In sup­port of their case, the pro-ref­er­en­dum ad­vo­cates point to the provinces that un­der­took sim­i­lar re­forms.

Their plans were con­tin­gent on se­cur­ing the ap­proval of a sub­stan­tial ma­jor­ity of the elec­torate.

There are good rea­sons to think twice be­fore go­ing down the road to a na­tional ref­er­en­dum but the fact that no prov­ince man­aged to earn enough pop­u­lar sup­port to achieve elec­toral re­form is not one of them.

A more se­ri­ous ar­gu­ment lies in the his­tory of na­tional ref­er­en­dums in Canada. It is short but any­thing but sweet.

The last time the fed­eral govern­ment held a full-fledged ref­er­en­dum goes back to the Se­cond World War. It dealt with whether mil­i­tary ser­vice should be made manda­tory.

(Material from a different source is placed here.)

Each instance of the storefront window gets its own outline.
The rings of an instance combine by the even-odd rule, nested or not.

A ma­jor­ity in the rest of Canada voted yes while a ma­jor­ity in Que­bec voted no.

The sub­se­quent im­po­si­tion of con­scrip­tion did last­ing dam­age to the Que­bec-Canada re­la­tion­ship.

It was to avoid re­open­ing those old wounds that the 1992 ref­er­en­dum on the Char­lot­te­town con­sti­tu­tional ac­cord was con­ducted by the fed­eral govern­ment in the rest of Canada and sep­a­rately, un­der the aus­pices of the Que­bec govern­ment, in that prov­ince.

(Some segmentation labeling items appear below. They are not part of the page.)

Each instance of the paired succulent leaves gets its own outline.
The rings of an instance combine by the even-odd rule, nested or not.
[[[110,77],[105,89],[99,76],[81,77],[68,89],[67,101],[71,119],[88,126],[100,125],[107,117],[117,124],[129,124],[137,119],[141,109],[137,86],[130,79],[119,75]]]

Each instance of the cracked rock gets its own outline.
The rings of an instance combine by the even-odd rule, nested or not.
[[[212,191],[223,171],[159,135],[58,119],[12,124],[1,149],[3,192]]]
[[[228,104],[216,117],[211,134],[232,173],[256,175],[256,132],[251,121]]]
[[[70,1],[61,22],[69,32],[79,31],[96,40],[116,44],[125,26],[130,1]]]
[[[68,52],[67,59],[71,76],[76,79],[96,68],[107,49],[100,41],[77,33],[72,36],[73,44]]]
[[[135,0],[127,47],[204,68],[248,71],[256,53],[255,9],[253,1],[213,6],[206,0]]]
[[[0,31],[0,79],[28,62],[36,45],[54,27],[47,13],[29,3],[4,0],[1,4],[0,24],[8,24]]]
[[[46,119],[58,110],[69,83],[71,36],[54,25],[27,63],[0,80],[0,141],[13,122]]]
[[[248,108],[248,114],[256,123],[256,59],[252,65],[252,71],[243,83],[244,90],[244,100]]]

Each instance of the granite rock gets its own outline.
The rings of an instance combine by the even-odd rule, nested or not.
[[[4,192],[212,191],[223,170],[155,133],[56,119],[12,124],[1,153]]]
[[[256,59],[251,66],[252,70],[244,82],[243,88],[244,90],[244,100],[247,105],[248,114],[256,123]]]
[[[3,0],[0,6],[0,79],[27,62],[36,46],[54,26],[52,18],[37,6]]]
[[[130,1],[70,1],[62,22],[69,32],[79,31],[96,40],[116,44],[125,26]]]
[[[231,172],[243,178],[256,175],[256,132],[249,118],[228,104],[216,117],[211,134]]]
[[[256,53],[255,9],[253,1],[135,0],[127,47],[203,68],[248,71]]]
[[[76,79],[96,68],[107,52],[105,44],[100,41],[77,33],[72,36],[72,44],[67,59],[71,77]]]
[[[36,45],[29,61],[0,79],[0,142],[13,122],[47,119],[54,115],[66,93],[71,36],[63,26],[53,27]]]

Had the ac­cord passed in the other provinces and not in Que­bec rather than be re­jected across the board, Canada would have had an acute unity cri­sis on its hands.

The no­tion that one re­gion could im­pose its will on an­other will al­most inevitably resur­face in the con­text of a fu­ture fed­eral ref­er­en­dum.

At first glance, elec­toral re­form is hardly as di­vi­sive an is­sue as con­scrip­tion or con­sti­tu­tional change.

In­deed a poll re­cently con­ducted by Aba­cus found that a full third of Cana­di­ans have no strong feel­ings about it.

But if a poll had been taken on the terms of con­sti­tu­tional rec­on­cil­i­a­tion with Que­bec early on in the Meech process it would prob­a­bly have come up with a sim­i­lar mix of be­nign in­dif­fer­ence and pas­sive ac­cep­tance.

As op­posed to vot­ers in gen­eral, most mem­bers of Canada’s political class tend to care pas­sion­ately about any re­form li­able to af­fect their elec­tion prospects. Cana­di­ans got a to­ken of that when a Con­ser­va­tive move to take away the par­ties’ per-vote sub­sidy acted as an ac­cel­er­ant for the par­lia­men­tary cri­sis that al­most cost Stephen Harper his se­cond mi­nor­ity govern­ment in 2008.

The only cer­tainty about the elec­toral re­form de­bate over the Lib­eral elec­toral prom­ise is that its tem­per­a­ture will rise steadily over time, es­pe­cially if it is brought to the front burner of a na­tional ref­er­en­dum.